Overall, the completed replacement of the toll collection system infrastructure is allowing for more accurate, efficient and uniform application of the Commission’s toll schedule, which can be found at www.drjtbc.org/toll-rates.
The project, which is being carried out by TransCore, a national toll integrator headquartered in Tennessee with offices in Pennsylvania, is divided into two phases.
The first involved the design, development, integration, installation and testing of a new collection system to handle cash and electronic transactions at the Commission’s seven toll bridges.
This work also will extend to the establishment of an all-electronic tolling system at a future eighth toll bridge – the Scudder Falls Replacement Bridge, the first span of which is expected to become operational in 2019. The new, improved system also involves integration with host computers at the New Jersey E-ZPass Group, which currently provides customer-service, back-office support and violation enforcement for the Commission’s toll network.
The second phase involves the maintenance of all the newly installed equipment and operating systems. This also extends to the maintenance of existing toll plaza equipment such as LED signage, lane signal indicators and yellow warning beacons.
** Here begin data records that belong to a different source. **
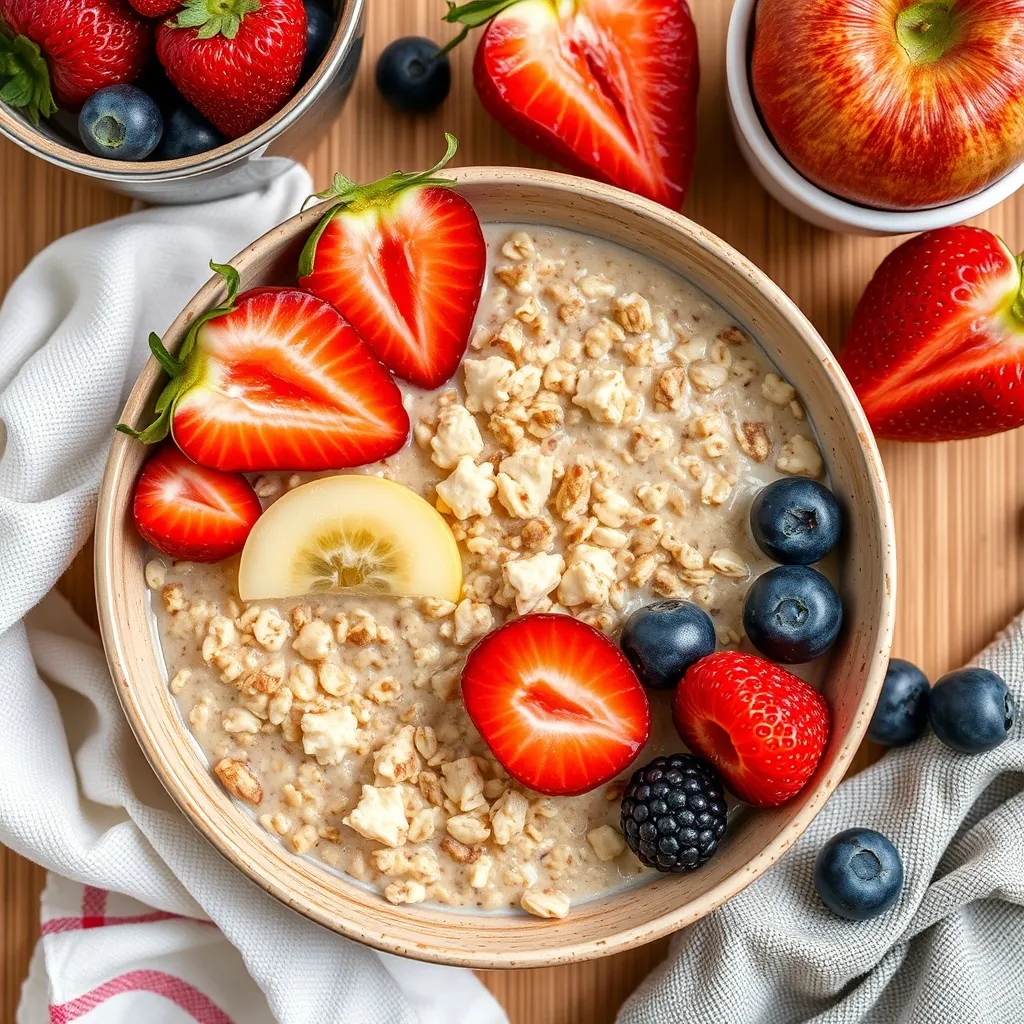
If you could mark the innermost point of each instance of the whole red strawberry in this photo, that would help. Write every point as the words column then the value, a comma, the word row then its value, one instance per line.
column 156, row 8
column 936, row 347
column 237, row 61
column 68, row 50
column 764, row 728
column 606, row 87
A significant aspect of the project’s initial phase involved the installation of next-generation electronic toll tag readers, enabling the Commission to read toll transponders from non-E-ZPass toll agencies once national interoperability is decided and implemented.
Among the system-wide hardware improvements are the following:
• Overhead LED scanners to improve vehicle profiling for toll‐classification purposes;
• New patron fare displays in the toll lanes;
• Electronic axle-counting loops in toll lane pavements, enabling removal of current‐day mechanical treadles that are expensive to maintain;
• New violation enforcement cameras for taking front and rear images of vehicles when they pass through a toll lane;
• New terminals in toll booths, allowing toll collectors to better handle cash transactions;
• New flash units for enhancing vehicular images recorded by toll violation cameras; and
• A new digital video system for auditing all toll transactions.